Arijit Ray, Dina Bashkirova, Reuben Tan, Kuo-Hao Zeng, Bryan A. Plummer, Ranjay Krishna, Kate Saenko

Published: 06 Jun 2024, Last Modified: 05 Sept 2024OpenReview Archive Direct UploadEveryoneCC0 1.0

Abstract: Cognitive scientists herald 3D spatial reasoning as a fundamental foundation for all intellectual processes. Multimodal large language models (MLMs), which have been widely adopted due to their impressive commonsense reasoning on 2D images, have been shown to lack 3D spatial reasoning. There is limited evaluation of what imparts precise 3D spatial capabilities to these models.
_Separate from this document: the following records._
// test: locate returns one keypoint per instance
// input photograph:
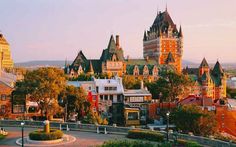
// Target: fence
(114, 130)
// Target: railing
(114, 130)
(67, 125)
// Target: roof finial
(166, 7)
(157, 13)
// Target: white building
(231, 83)
(110, 90)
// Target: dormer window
(80, 70)
(145, 70)
(136, 70)
(155, 71)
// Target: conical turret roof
(170, 58)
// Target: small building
(136, 103)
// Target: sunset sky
(58, 29)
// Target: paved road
(83, 139)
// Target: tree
(76, 98)
(43, 86)
(172, 85)
(131, 82)
(191, 118)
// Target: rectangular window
(101, 97)
(106, 97)
(3, 108)
(132, 115)
(3, 97)
(111, 98)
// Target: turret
(204, 67)
(90, 71)
(145, 36)
(180, 32)
(117, 41)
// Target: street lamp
(65, 117)
(167, 126)
(22, 131)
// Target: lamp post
(65, 117)
(22, 131)
(167, 126)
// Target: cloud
(228, 24)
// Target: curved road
(83, 139)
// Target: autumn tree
(76, 100)
(43, 86)
(191, 118)
(130, 82)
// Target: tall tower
(204, 68)
(6, 59)
(163, 38)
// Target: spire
(90, 71)
(204, 63)
(166, 7)
(180, 32)
(66, 63)
(145, 36)
(170, 58)
(112, 45)
(218, 68)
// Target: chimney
(142, 85)
(128, 58)
(117, 40)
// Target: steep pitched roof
(3, 40)
(163, 21)
(112, 45)
(111, 50)
(218, 69)
(170, 58)
(204, 63)
(180, 32)
(79, 60)
(218, 73)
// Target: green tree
(172, 85)
(77, 101)
(131, 82)
(191, 118)
(43, 86)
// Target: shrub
(2, 136)
(188, 143)
(41, 135)
(146, 135)
(126, 143)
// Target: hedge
(41, 135)
(188, 143)
(2, 136)
(146, 135)
(126, 143)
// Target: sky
(59, 29)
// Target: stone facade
(113, 63)
(5, 57)
(163, 42)
(210, 83)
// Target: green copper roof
(204, 63)
(170, 58)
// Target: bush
(126, 143)
(146, 135)
(41, 135)
(2, 136)
(188, 143)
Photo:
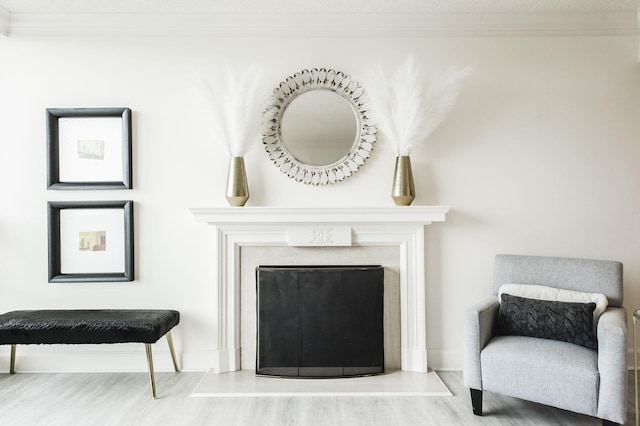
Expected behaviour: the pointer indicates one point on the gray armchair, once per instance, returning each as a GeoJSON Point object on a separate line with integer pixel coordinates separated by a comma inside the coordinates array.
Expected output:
{"type": "Point", "coordinates": [551, 372]}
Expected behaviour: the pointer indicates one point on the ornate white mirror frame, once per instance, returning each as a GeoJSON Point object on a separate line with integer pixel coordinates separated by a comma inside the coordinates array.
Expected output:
{"type": "Point", "coordinates": [294, 86]}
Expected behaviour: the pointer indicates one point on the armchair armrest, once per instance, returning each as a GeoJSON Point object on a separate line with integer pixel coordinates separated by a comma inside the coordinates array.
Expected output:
{"type": "Point", "coordinates": [479, 326]}
{"type": "Point", "coordinates": [612, 365]}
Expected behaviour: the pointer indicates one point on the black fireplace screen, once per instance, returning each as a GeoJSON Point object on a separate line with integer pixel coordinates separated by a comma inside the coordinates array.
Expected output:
{"type": "Point", "coordinates": [320, 321]}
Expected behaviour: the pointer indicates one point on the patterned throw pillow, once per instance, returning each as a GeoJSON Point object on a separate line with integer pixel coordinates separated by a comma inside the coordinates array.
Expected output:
{"type": "Point", "coordinates": [565, 321]}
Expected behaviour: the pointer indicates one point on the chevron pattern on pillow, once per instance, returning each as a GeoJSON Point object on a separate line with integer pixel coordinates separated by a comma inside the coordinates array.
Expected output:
{"type": "Point", "coordinates": [564, 321]}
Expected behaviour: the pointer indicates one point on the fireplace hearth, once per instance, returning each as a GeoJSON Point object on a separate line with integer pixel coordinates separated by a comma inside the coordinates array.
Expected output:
{"type": "Point", "coordinates": [320, 321]}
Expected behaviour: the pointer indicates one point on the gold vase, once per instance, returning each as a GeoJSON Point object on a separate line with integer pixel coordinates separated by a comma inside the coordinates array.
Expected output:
{"type": "Point", "coordinates": [403, 191]}
{"type": "Point", "coordinates": [237, 187]}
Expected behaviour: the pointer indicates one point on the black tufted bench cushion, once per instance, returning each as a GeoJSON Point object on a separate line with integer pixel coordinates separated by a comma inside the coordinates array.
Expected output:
{"type": "Point", "coordinates": [89, 327]}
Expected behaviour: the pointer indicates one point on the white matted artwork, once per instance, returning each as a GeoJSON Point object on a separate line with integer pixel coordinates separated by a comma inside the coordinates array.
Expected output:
{"type": "Point", "coordinates": [90, 241]}
{"type": "Point", "coordinates": [89, 148]}
{"type": "Point", "coordinates": [78, 253]}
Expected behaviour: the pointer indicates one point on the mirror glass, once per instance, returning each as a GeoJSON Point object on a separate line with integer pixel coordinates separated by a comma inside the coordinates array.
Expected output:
{"type": "Point", "coordinates": [317, 129]}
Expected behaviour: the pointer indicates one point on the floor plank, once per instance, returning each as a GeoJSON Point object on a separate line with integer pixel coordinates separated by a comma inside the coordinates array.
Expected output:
{"type": "Point", "coordinates": [68, 399]}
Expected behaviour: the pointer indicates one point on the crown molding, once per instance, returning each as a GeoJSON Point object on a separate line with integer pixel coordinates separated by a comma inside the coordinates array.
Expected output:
{"type": "Point", "coordinates": [565, 23]}
{"type": "Point", "coordinates": [5, 21]}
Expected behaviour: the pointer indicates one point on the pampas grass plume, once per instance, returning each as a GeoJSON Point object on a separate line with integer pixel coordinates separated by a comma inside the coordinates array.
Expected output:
{"type": "Point", "coordinates": [236, 101]}
{"type": "Point", "coordinates": [405, 115]}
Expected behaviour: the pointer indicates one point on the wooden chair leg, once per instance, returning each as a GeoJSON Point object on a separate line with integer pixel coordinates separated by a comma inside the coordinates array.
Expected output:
{"type": "Point", "coordinates": [150, 364]}
{"type": "Point", "coordinates": [12, 362]}
{"type": "Point", "coordinates": [476, 401]}
{"type": "Point", "coordinates": [173, 353]}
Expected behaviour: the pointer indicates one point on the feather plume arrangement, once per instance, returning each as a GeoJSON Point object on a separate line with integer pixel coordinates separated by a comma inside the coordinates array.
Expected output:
{"type": "Point", "coordinates": [236, 102]}
{"type": "Point", "coordinates": [405, 115]}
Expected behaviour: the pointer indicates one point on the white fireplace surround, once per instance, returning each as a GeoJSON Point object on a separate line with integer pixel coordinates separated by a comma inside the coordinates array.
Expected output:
{"type": "Point", "coordinates": [351, 226]}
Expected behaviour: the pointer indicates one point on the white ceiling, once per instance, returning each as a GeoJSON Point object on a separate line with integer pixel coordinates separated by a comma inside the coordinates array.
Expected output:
{"type": "Point", "coordinates": [302, 6]}
{"type": "Point", "coordinates": [326, 18]}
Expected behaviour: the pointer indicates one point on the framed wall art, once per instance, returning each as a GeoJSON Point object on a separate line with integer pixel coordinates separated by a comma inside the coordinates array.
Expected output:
{"type": "Point", "coordinates": [90, 241]}
{"type": "Point", "coordinates": [89, 148]}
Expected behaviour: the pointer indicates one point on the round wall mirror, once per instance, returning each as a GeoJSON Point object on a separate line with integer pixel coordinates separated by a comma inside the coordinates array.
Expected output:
{"type": "Point", "coordinates": [317, 129]}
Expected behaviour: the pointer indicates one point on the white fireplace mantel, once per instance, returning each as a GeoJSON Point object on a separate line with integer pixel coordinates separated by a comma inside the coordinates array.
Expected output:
{"type": "Point", "coordinates": [336, 226]}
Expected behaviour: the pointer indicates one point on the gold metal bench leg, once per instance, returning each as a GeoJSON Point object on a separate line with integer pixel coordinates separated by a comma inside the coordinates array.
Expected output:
{"type": "Point", "coordinates": [173, 353]}
{"type": "Point", "coordinates": [12, 363]}
{"type": "Point", "coordinates": [147, 346]}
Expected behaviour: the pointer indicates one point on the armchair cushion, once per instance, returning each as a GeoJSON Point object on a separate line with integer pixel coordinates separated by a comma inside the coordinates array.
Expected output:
{"type": "Point", "coordinates": [564, 321]}
{"type": "Point", "coordinates": [541, 370]}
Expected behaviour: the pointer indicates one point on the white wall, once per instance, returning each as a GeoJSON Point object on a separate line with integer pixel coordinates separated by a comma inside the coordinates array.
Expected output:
{"type": "Point", "coordinates": [539, 157]}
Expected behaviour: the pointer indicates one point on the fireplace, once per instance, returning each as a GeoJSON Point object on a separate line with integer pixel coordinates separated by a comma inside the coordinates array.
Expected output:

Existing benchmarks for probing spatial understanding in MLMs mostly focus on coarse-level spatial awareness (eg, to the left vs right of), or on predicting a bounding box for a given object query. Instead, we wish to conduct a more holistic evaluation of the model's semantic and spatial understanding of the entire scene. Hence, we propose a benchmark, R2D3, where an MLM is tasked to represent a 2D image as a set of semantic assets with precise 3D locations and poses that can accurately reconstruct the 3D scene in a graphics engine. This task of "analysis by synthesis" requires the model to have a comprehensive understanding of the elements that make up the scene and their precise 3D relative locations. Our benchmark includes 12K indoor scenes in the AI2THOR environment and is compatible with several downstream applications such as embodied AI, spatial reasoning, and navigation tasks. Using our benchmark, we explore tuning techniques for MLMs that encourage precise spatial reasoning. Surprisingly, we find that conventional fine-tuning on the training set of our benchmark, while enough to understand semantics, is not enough to learn the precise 3D locations and poses of the objects in a scene. However, including depth or conveying the precise camera-scene orientation by marking a point in the image and including its 3D coordinate during training allows the model to improve 3D spatial estimation at test time. We hope that the R2D3 benchmark will help drive progress in exploring design choices that improve the spatial understanding of MLMs.